Personal information
- Born: July 21, 1932 Washington, D.C., U.S.
- Died: November 24, 2012 (aged 80) Williamsville, New York, U.S.
- Listed height: 6 ft 3 in (1.91 m)
- Listed weight: 235 lb (107 kg)

Career information
- High school: Ridgeview (Hickory, North Carolina)
- College: North Carolina Central
- NFL draft: 1954: undrafted

Career history
- Calgary Stampeders (1957–1961); Buffalo Bills (1962–1965);

Awards and highlights
- 2× AFL champion (1964, 1965); 4× AFL All-Star (1962–1965); 3× CFL All-Star (1958–1960); Buffalo Bills Silver Anniversary Team;

Career AFL statistics
- Receptions: 90
- Receiving yards: 1,551
- Receiving touchdowns: 4
- Stats at Pro Football Reference

Career CFL statistics
- Receptions: 202
- Receiving yards: 3,332
- Receiving touchdowns: 16

= Ernie Warlick =

American gridiron football player (1932–2012)

Ernest Warlick (July 21, 1932 – November 24, 2012), nicknamed "Big Hoss", was an American football tight end who played in the Canadian Football League (CFL) and the American Football League (AFL). He played college football for the North Carolina Central Eagles.
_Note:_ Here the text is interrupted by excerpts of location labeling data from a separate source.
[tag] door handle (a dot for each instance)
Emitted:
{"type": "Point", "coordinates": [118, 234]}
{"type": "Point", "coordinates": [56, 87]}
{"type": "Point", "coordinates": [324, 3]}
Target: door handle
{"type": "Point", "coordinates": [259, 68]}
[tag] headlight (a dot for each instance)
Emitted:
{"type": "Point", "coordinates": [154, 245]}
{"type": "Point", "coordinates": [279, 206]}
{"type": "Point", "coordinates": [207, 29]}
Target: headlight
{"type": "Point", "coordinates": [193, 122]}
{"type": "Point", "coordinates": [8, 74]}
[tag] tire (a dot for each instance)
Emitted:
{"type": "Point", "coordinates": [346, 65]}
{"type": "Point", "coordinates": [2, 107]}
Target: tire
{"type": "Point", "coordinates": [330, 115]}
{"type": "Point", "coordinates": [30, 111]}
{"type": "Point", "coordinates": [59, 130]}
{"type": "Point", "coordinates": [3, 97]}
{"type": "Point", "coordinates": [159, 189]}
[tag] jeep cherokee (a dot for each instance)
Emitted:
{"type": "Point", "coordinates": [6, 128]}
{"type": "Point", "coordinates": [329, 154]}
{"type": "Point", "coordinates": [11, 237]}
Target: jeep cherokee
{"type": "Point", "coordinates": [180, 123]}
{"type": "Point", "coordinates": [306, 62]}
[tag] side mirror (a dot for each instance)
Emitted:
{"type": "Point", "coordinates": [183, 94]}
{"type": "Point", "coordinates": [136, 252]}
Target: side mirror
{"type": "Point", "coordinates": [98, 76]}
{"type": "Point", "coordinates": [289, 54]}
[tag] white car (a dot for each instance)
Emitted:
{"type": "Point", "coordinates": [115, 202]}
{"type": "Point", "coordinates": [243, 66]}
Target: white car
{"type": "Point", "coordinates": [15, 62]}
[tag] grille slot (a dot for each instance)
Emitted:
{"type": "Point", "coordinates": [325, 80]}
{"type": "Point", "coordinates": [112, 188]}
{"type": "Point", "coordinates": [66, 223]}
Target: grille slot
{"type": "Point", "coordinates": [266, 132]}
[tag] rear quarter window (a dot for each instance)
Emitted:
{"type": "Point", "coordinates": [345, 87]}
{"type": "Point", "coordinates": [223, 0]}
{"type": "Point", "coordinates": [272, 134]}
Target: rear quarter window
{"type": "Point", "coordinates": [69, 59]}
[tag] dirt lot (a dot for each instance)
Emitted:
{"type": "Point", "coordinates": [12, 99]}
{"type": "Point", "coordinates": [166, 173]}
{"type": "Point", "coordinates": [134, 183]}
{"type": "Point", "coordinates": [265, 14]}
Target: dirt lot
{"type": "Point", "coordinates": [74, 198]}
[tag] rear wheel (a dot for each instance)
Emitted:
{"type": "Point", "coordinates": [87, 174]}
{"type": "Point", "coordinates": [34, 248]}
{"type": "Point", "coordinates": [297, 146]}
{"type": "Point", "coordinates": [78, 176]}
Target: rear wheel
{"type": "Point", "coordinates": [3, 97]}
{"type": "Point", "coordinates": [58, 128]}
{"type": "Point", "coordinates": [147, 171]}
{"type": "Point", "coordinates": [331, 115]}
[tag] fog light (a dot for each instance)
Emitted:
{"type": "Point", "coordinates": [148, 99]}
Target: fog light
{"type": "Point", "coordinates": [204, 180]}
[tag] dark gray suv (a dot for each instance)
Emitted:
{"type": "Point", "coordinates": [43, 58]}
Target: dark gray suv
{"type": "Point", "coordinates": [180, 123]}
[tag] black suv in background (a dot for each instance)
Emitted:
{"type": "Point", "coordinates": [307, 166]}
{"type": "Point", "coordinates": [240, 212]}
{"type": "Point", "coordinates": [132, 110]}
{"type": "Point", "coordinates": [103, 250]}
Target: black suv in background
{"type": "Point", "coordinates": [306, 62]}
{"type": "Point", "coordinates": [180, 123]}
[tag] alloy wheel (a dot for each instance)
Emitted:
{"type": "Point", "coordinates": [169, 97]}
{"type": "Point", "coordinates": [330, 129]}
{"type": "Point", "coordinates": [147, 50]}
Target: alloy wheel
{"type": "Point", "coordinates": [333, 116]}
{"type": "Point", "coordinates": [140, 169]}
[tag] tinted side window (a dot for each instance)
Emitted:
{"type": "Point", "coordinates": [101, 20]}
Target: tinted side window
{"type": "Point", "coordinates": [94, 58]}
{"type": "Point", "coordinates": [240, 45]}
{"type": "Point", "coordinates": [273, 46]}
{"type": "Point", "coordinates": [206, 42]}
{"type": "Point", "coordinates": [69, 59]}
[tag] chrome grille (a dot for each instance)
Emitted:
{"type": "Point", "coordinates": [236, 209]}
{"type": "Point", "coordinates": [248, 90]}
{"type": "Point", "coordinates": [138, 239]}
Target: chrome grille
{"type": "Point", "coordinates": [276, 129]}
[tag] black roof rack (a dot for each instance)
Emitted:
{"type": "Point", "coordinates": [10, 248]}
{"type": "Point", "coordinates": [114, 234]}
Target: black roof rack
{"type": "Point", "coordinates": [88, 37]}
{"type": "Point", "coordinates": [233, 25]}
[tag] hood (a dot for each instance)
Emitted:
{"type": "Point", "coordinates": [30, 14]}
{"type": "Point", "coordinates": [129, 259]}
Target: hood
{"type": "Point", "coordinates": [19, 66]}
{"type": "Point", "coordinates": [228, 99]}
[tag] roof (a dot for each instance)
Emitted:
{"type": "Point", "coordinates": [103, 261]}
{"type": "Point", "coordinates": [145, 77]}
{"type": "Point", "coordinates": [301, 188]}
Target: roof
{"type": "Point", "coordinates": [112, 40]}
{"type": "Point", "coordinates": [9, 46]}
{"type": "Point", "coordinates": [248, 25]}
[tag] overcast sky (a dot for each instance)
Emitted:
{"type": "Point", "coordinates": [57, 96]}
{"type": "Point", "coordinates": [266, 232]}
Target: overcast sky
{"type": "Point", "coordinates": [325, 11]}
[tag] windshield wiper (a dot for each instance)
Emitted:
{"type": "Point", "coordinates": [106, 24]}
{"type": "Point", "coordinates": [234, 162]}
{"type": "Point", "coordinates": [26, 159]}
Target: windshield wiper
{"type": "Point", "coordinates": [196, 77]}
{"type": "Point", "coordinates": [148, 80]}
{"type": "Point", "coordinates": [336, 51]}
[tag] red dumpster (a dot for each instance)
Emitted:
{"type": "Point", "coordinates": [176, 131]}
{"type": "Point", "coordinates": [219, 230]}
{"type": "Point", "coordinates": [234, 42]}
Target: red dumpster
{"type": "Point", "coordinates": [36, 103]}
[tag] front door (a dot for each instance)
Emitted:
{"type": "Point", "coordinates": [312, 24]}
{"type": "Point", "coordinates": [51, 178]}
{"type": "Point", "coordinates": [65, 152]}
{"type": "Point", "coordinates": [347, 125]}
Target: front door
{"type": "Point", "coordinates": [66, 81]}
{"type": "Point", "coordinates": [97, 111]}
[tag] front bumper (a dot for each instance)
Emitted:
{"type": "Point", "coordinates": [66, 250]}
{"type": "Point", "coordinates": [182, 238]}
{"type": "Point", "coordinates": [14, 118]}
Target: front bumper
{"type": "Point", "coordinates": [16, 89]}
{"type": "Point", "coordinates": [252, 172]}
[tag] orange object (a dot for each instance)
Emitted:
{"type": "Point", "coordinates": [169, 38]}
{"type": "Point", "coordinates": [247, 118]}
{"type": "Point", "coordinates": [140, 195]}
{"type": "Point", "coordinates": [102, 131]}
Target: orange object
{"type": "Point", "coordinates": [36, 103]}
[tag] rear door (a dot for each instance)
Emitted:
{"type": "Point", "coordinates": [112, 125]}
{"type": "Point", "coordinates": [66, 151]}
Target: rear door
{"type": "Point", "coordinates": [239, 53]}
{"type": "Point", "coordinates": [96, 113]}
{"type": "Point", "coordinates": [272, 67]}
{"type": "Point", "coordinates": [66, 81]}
==Early life and college==
Warlick was born in Washington, D.C. After starring at Ridgeview High School in Hickory, North Carolina, he played college football for the North Carolina Central Eagles.

==Professional career==
Warlick played four seasons with the Calgary Stampeders of the Canadian Football League (CFL). He then joined the Buffalo Bills of the American Football League (AFL) in 1962. He had an average of 17.2 yards per catch with the Bills, while the team earned three straight Eastern Division titles and two AFL championships, and a 20.8 yards per catch average in 1964. In the same season, he helped the Bills win their first AFL championship game against the San Diego Chargers, 20–7, when he caught two passes for 41 yards. In the 1965 AFL championship, when guard Billy Shaw and center Dave Behrman were injured, Warlick helped bolster the Bills offensive blocking in a double tight end offense. In that game, he also scored the first touchdown in the Bills 23–0 victory over the Chargers, on an 18-yard pass from quarterback Jack Kemp.

1964 AFL Championship ring

He was selected to the AFL All-Star game every year he was in the league.

==After football==
He was the first African-American sportscaster on Buffalo television, was elected to the Buffalo Broadcast Pioneers Hall of Fame in 1998, and received the Ralph C. Wilson Jr. Distinguished Service Award in 2000. In 2005, Warlick was inducted to North Carolina's Central Intercollegiate Athletic Association Hall of Fame, honoring his basketball and football accomplishments at North Carolina Central.